Saturday, 21 November 2009
Instituto Cinara
Cinara is the Instituto de Investigación y Desarrollo en Abastecimiento de Agua, Saneamiento Ambiental y Conservación del Recurso Hídrico (Research and Development Institute in Water Supply, Environmental Sanitation and Water Resources Conservation) in the Faculty of Engineering at the Universidad del Valle in Cali, Colombia. I’ve been a visiting professor here since 1996, but today was the first day I was interviewed (by Professor Mariela García) on what I thought was good (and bad) about Cinara. Well, I said, Cinara’s excellent because its staff are very enthusiastic and highly motivated and because they train engineers in low-cost water supply and sanitation for the poor, there aren’t enough institutes like Cinara in the world, and the world needs engineers properly trained in low-cost water supplies and sanitation for the poor − and lots of them.
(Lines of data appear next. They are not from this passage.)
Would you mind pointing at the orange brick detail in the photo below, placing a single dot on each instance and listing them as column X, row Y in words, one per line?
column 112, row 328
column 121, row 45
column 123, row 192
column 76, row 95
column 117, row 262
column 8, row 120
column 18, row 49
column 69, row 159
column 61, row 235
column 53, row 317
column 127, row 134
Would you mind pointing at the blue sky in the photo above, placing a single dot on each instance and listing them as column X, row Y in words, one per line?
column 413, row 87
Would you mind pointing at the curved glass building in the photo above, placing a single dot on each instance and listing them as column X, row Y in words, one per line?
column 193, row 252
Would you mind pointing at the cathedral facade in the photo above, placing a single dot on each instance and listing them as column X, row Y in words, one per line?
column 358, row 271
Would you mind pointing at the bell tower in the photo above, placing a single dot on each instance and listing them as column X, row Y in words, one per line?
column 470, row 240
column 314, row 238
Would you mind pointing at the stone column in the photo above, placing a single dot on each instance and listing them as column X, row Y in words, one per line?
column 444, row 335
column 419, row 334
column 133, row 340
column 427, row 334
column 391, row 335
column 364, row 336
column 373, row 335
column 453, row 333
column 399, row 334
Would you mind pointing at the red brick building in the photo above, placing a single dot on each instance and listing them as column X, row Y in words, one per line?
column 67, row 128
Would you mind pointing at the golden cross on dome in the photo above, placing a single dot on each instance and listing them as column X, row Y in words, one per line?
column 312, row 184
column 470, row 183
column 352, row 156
One of the other questions was: ‘Why are there institutes of development studies in industrialized countries but not in developing countries?’, and I said that, because the remit of IDSs is much broader than WatSan for the poor, they tend to be overpopulated with sociologists, anthropologists, planners, economists, etc. but underpopulated with engineers − people who can actually do something about providing the poor with low-cost water supplies and sanitation . Of course, these other professionals have a role, an important role, to play in WatSan for the poor (John Kalbermatten taught us this in the 1970s − see here), but you have to have engineers. As Jamie Bartram says: “Infrastructure? Yes please, and lots of it”. And who gives you Infrastructure? Engineers, that’s who.